My children's school is fantastic. When our state governor issued the stay-at-home order, my kids where sent home with their school iPads that very day. By the following Monday their teachers had virtual lessons and class video conferences up and running, all to be done on their iPads. I was amazed at how smoothly the faculty transitioned from physical school learning to virtual learning. Teachers definitely need a raise.
Yet here we are, a month and a half later, with all the resources we need to succeed and yet remote learning is not working. Not for us, anyways. I've gone from Super Mom to Super Mom/Teacher and it is harder than it sounds. I'm not a professional teacher. I'm useless when it comes to helping my sons divide fractions and I have very little patience with the power struggles between my daughter and I on why you have to capitalize the first letter of any sentence.
To my kids I either know everything or nothing at all. “I don't understand what my teacher is saying!” is usually followed with, “That's not how my teacher does it.” It's maddening.
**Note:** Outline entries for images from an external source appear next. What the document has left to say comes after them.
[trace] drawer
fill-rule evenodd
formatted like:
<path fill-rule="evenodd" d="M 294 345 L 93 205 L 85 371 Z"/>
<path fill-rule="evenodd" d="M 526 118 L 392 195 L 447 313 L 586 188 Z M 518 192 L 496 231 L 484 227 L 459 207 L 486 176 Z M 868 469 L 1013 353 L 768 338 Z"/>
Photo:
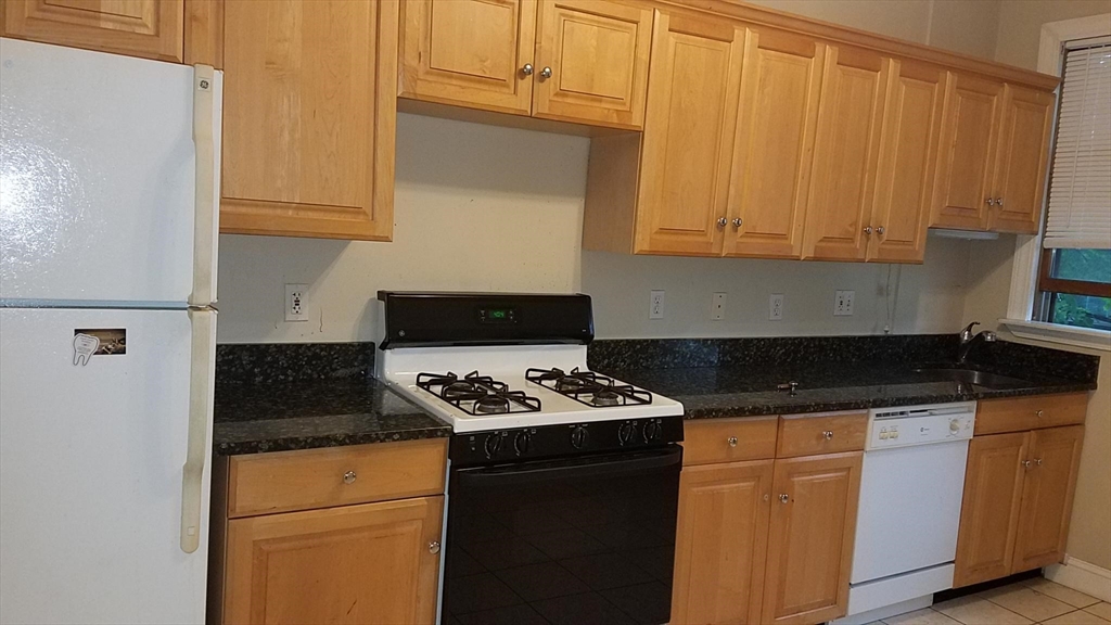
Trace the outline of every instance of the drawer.
<path fill-rule="evenodd" d="M 1087 413 L 1087 393 L 985 399 L 977 406 L 973 434 L 980 436 L 1077 425 L 1084 423 Z"/>
<path fill-rule="evenodd" d="M 868 438 L 868 413 L 784 415 L 777 458 L 859 452 Z"/>
<path fill-rule="evenodd" d="M 228 516 L 442 495 L 448 440 L 232 456 Z"/>
<path fill-rule="evenodd" d="M 683 464 L 773 458 L 778 425 L 777 416 L 683 421 Z"/>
Also, to those who don't have kids, you should know math has changed. I don't know why or how but the new generation is being taught a whole new way to solve math and it makes no sense. I think Mr. Incredible said it best when he bemoaned, “How can you change math?! Math is math!”
The tears are flowing more freely in our home, the arguments have gotten louder, and I worry my kids, who already struggle with learning, are falling behind. I'm stressed between the balance of helping them with their schoolwork and doing the work for them. “For the love kid, let me type your essay! You can dictate. this is taking forever!”
I came across the quote from a friend's Facebook post and it was exactly what I needed to hear:
“Working, parenting, and teaching are three different jobs that cannot be done at the same time. It's not hard because you are doing it wrong. It's hard because its too much. Do the best you can. When you have to pick, because at some point you will...chose connection. -Dr. Emily King
So I'm going to choose connection. Despite what the teachers say, their online assignments do NOT take only three hours to complete. The other day took us 7.5 hours! I'm taking control of this situation. I'm going to encourage my children to connect with their education and teachers but not at the price of harmony in our home. Once it's lunch time, school is closed, no matter the unfinished assignments. I'm going to connect with my children outside of e-schooling. I'm going to try to have some fun. I'm going to give up on the non-essential busyness in exchange for family connection. It's a weird and stressful time to be parenting but it also is a precious opportunity to spend time together in a way we never could before and may never again. While the world outside us is in commotion, I'm going to make sure my world inside is a refuge from the storm.